Youth in foster care often experience trauma from being separated from family members, and the transiency of the foster care system can exacerbate their poor mental health. To address this concern, Youth Fostering Change, an advocacy program at Philadelphia’s Juvenile Law Center, focused on strengthening mental health support for youth in foster care in its annual project, published Friday. The project included a “road map” that will help young people reflect on their interactions with the juvenile justice and child welfare systems in a way that might help improve their lives.

“The justice and child welfare systems need radical reform,” said Marcía Hopkins, senior manager of the Youth Advocacy Program at Juvenile Law Center. “These project reports offer real, tangible solutions from youth who have been in these systems.”

The project also provided actionable recommendations for policy makers in the Department of Human Services and caseworkers on mental health. One is requiring a screening for behavioral health needs upon entering the foster care system so the child can be connected with a mental health professional and help them access services, like art, music, and play therapies. Other recommendations included determining what mental health resources are needed, and providing all social workers within the child welfare system with a series of trauma-informed and addiction-based training sessions.
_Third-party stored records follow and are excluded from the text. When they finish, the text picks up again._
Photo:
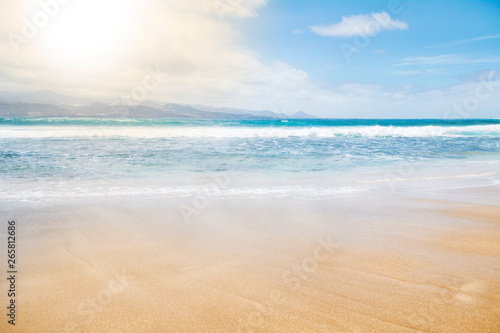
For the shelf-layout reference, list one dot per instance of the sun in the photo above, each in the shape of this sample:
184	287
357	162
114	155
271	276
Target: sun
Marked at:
88	33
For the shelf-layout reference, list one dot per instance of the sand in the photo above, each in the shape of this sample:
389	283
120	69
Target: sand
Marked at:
395	264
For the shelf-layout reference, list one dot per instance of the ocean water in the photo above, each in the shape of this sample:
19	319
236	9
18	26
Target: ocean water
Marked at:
73	158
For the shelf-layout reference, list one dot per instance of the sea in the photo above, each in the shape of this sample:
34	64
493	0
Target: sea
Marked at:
50	159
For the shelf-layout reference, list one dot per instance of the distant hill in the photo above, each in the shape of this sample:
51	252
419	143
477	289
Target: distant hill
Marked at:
51	104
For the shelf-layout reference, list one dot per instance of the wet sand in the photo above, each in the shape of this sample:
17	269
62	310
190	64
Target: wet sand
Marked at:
354	264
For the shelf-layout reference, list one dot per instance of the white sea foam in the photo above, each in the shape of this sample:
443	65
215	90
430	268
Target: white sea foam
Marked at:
44	194
246	132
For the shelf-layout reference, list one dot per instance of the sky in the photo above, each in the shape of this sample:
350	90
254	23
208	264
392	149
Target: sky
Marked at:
342	59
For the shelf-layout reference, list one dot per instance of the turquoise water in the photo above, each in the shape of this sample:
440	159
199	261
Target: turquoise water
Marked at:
44	158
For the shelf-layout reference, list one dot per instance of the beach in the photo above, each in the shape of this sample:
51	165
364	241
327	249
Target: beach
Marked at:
395	265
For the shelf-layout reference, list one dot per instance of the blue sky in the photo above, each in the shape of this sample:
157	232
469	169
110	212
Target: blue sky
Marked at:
344	59
435	29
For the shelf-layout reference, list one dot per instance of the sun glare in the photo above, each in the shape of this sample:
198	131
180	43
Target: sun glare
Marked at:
88	34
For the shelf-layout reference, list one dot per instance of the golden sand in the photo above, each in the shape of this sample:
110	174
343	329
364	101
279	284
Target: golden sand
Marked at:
114	268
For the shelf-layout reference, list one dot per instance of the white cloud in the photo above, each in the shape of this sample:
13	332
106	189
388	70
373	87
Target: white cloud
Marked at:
360	25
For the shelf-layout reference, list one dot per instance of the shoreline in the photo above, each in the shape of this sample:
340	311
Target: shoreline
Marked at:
395	264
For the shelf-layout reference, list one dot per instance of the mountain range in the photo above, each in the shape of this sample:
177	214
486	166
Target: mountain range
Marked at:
52	104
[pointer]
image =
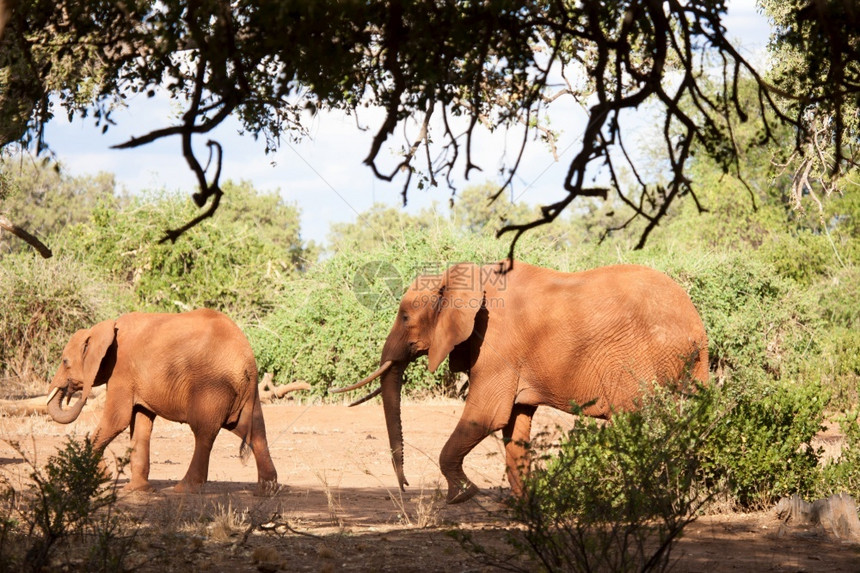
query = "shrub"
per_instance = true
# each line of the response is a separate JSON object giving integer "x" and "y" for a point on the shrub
{"x": 70, "y": 499}
{"x": 843, "y": 474}
{"x": 617, "y": 496}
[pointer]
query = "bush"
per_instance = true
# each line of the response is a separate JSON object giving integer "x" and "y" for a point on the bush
{"x": 617, "y": 496}
{"x": 762, "y": 448}
{"x": 330, "y": 328}
{"x": 45, "y": 302}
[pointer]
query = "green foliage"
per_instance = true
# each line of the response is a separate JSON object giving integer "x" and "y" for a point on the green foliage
{"x": 757, "y": 322}
{"x": 45, "y": 301}
{"x": 330, "y": 327}
{"x": 762, "y": 447}
{"x": 236, "y": 262}
{"x": 71, "y": 500}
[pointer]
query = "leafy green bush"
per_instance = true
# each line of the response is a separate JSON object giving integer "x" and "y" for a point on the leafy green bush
{"x": 45, "y": 301}
{"x": 843, "y": 474}
{"x": 325, "y": 331}
{"x": 762, "y": 448}
{"x": 69, "y": 500}
{"x": 235, "y": 262}
{"x": 757, "y": 322}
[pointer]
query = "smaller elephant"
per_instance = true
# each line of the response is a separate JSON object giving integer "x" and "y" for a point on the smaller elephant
{"x": 528, "y": 337}
{"x": 195, "y": 367}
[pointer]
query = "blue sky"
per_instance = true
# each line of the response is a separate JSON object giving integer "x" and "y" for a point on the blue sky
{"x": 324, "y": 174}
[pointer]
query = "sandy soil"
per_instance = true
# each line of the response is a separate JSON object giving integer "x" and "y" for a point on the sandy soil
{"x": 340, "y": 508}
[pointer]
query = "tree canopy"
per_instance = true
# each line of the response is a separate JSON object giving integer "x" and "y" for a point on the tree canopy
{"x": 439, "y": 69}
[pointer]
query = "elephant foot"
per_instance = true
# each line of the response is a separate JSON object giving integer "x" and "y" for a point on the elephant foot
{"x": 267, "y": 488}
{"x": 464, "y": 492}
{"x": 139, "y": 485}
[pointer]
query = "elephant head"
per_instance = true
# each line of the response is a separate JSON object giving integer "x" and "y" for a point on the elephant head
{"x": 437, "y": 313}
{"x": 79, "y": 369}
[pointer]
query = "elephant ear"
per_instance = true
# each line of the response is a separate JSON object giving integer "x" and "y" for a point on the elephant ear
{"x": 96, "y": 345}
{"x": 460, "y": 298}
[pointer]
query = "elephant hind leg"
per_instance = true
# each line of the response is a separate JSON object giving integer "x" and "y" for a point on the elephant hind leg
{"x": 198, "y": 471}
{"x": 141, "y": 433}
{"x": 517, "y": 434}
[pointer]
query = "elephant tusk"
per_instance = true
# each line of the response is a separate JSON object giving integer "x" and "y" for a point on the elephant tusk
{"x": 376, "y": 374}
{"x": 366, "y": 398}
{"x": 51, "y": 395}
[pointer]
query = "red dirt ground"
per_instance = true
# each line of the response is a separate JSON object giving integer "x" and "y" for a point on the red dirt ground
{"x": 340, "y": 508}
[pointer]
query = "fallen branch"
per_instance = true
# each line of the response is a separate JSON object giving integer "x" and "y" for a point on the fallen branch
{"x": 268, "y": 391}
{"x": 39, "y": 404}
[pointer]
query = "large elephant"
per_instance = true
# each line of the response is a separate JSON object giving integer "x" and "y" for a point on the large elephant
{"x": 531, "y": 336}
{"x": 195, "y": 367}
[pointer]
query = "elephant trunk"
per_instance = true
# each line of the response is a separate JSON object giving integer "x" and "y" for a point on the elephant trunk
{"x": 55, "y": 408}
{"x": 391, "y": 385}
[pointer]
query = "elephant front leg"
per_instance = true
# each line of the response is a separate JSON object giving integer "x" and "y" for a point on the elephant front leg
{"x": 141, "y": 434}
{"x": 473, "y": 427}
{"x": 198, "y": 471}
{"x": 516, "y": 435}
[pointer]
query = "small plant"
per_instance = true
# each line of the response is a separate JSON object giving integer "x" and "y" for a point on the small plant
{"x": 71, "y": 498}
{"x": 843, "y": 474}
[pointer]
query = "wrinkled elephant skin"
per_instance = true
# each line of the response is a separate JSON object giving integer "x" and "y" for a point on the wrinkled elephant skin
{"x": 195, "y": 367}
{"x": 531, "y": 336}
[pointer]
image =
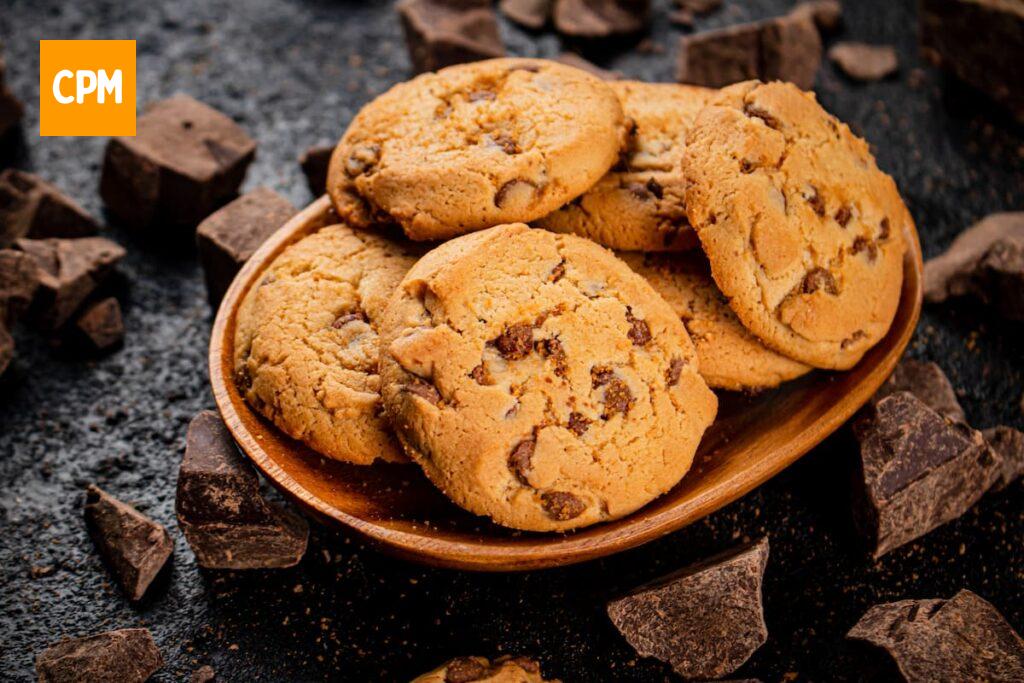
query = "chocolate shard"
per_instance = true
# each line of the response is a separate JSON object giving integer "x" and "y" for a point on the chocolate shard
{"x": 964, "y": 638}
{"x": 862, "y": 61}
{"x": 134, "y": 547}
{"x": 30, "y": 207}
{"x": 926, "y": 381}
{"x": 441, "y": 33}
{"x": 919, "y": 470}
{"x": 949, "y": 31}
{"x": 126, "y": 655}
{"x": 69, "y": 271}
{"x": 706, "y": 620}
{"x": 220, "y": 509}
{"x": 185, "y": 160}
{"x": 227, "y": 238}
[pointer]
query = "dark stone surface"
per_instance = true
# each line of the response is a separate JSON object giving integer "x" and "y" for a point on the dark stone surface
{"x": 293, "y": 73}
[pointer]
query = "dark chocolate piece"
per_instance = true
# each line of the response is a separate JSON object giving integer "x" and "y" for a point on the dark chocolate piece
{"x": 314, "y": 162}
{"x": 964, "y": 638}
{"x": 862, "y": 61}
{"x": 134, "y": 547}
{"x": 441, "y": 33}
{"x": 227, "y": 238}
{"x": 69, "y": 271}
{"x": 949, "y": 31}
{"x": 919, "y": 469}
{"x": 185, "y": 160}
{"x": 221, "y": 512}
{"x": 706, "y": 620}
{"x": 30, "y": 207}
{"x": 127, "y": 655}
“Having quick and thorough access to mental wellness and therapeutic support for youth who are not only already in care, but also youth who might be more susceptible to getting pulled into care, really helps them with stability,” said Cathy Moffa, Youth Advocacy Program manager. “Coming into the child welfare system, even if you left an abusive home, can be a very traumatic experience.”

Yates, a member of Youth Fostering Change, said he believes the most important recommendation is advocating for youth to be connected with mental health professionals.

“It’s not good to remove a child from the home if they don’t know anything about it and force them to live with strangers for the rest of their life,” he said. “Many end up struggling. I believe if I had therapy during that time, it would’ve helped me understand a lot better what was going on around me. It would’ve helped me deal with my emotions in a more positive way, rather than start to build up anger issues and trust issues. I would’ve been less scared.”

Brit Christopher, a 21-year-old member of Youth Fostering Change, said that when she was first placed in a residential care program at age 13, staffers gave her Abilify — a medication typically prescribed to treat schizophrenia and bipolar disorder — despite the fact that she had never met with a doctor.

“They just gave it to me like, ‘Hey, you need this,’ ” Christopher said. “And I’m like, ‘No,’ so I pretended I was taking it and never actually took it. But there was a lot of youth inside my placement that did actually take the medicine that was given to them.”

Like Yates, Christopher said therapy would have been helpful during that period of her life. That’s why it was so empowering to focus on the need for mental health while putting the project together with her peers, she said.

“If I were to have a therapist or even a youth mentor, basically someone to talk to, about the issues I was having, it would’ve been beneficial and good,” Yates said. “Once we all sat down and talked about our own different mental health needs or our experiences, a lot of it was similar.”